Mother’s Day is a time to celebrate Mom. These days, pampered luxuries such as day spas and getaway trips are fast becoming popular gifts. Still, the most cherished present, according to several holiday websites, is to honor hard-working moms as “Queen for a Day,” complete with breakfast in bed, homemade cards, flowers and family gatherings (where Mom doesn’t have to cook!).
Mother’s Day may also be the most commercialized of our popular holidays, but I hear few complaints about the loss of its original meaning compared to, say, Christmas. Perhaps its secular nature makes it less sacred than religious holidays and not a matter of much concern. A more likely reason is that the day’s true origins are unknown to most of us, obscured by its “Hallmark” image.
Beyond the “honor thy father and mother” of the Bible, the earliest known tributes to mothers were celebrations by the Greeks and Romans. The first Christian festivals celebrated Mary the Mother of Christ, and were later expanded in England to honor all mothers as part of Mothering Sunday on the fourth Sunday of Lent.
The holiday’s observance in the United States has more social and political origins that date back to 1858, when an activist named Anna Reeves Jarvis organized Mothers’ Works Days to improve the living conditions in poor Appalachian communities. Then, in the wake of the Civil War, Julia Ward Howe called for a Mother’s Day for Peace with a proclamation summoning mothers everywhere to work to abolish all war.

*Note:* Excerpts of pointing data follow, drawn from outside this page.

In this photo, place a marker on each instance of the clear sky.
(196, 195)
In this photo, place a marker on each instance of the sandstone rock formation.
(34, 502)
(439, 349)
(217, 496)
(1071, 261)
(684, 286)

Having directly witnessed the devastating effects of a war that had earlier inspired her to pen the “Battle Hymn of the Republic,” Howe proclaimed: “Our husbands shall not come to us reeking with carnage. Our sons shall not be taken from us to unlearn all that we have been able to teach them of charity, mercy and patience. We women of one country will be too tender of those of another country to allow our sons to be trained to injure theirs.”
For more than a quarter century, the June 2 celebration of Mother’s Day for Peace reflected the special responsibility mothers felt for protecting their husbands and sons from the brutality of war, and for promoting a more civilized means of settling national and international differences. Howe wrote: “In the name of womanhood and of humanity, I earnestly ask that a general congress of women without limit of nationality may be appointed to promote the amicable settlement of international questions, the great and general interests of peace.”
Carrying on her mother’s work, Anna Jarvis’ daughter (also named Anna) lobbied Presidents Taft and Roosevelt for a day dedicated to mothers. But by the time President Woodrow Wilson signed a joint resolution in 1914 designating the second Sunday in May as Mother’s Day, the holiday’s original message of peace was taking a back seat to more commercial interests.
At a church service celebrating the life of her mother in 1908, Anna Jarvis gave out white carnations, her mother’s favorite flower. She would later campaign against florists who sold carnations on Mother’s Day for the “outrageous” price of one dollar apiece. She feared that they would “undermine with their greed one of the finest, noblest and truest movements and celebrations.”
From time to time since then, various groups and individuals have sought to organize Mother’s Day as a call to renewed political activism on behalf of “women’s issues” of all kinds. Unintentionally, the present realities of war have come closest to inspiring a response of the kind Julia Ward Howe sought in her original proclamation. The U.S. Army’s failure over the past year to meet recruiting goals is partially due to mothers’ refusal to let their sons and daughters enlist in the dubious enterprise of war. You may have noticed that the Army’s latest recruitment ads are directed not at young men and women, but at parents.
I’ll celebrate Mother’s Day as usual this year with my mother and my wife in some typical ways. However, the most significant gift I can give them, and our three boys, is a reminder of the true meaning of Mother’s Day as a call to peace.
Larry Dunn is a faculty member at Fresno Pacific University’s Center for Peacemaking and Conflict Studies.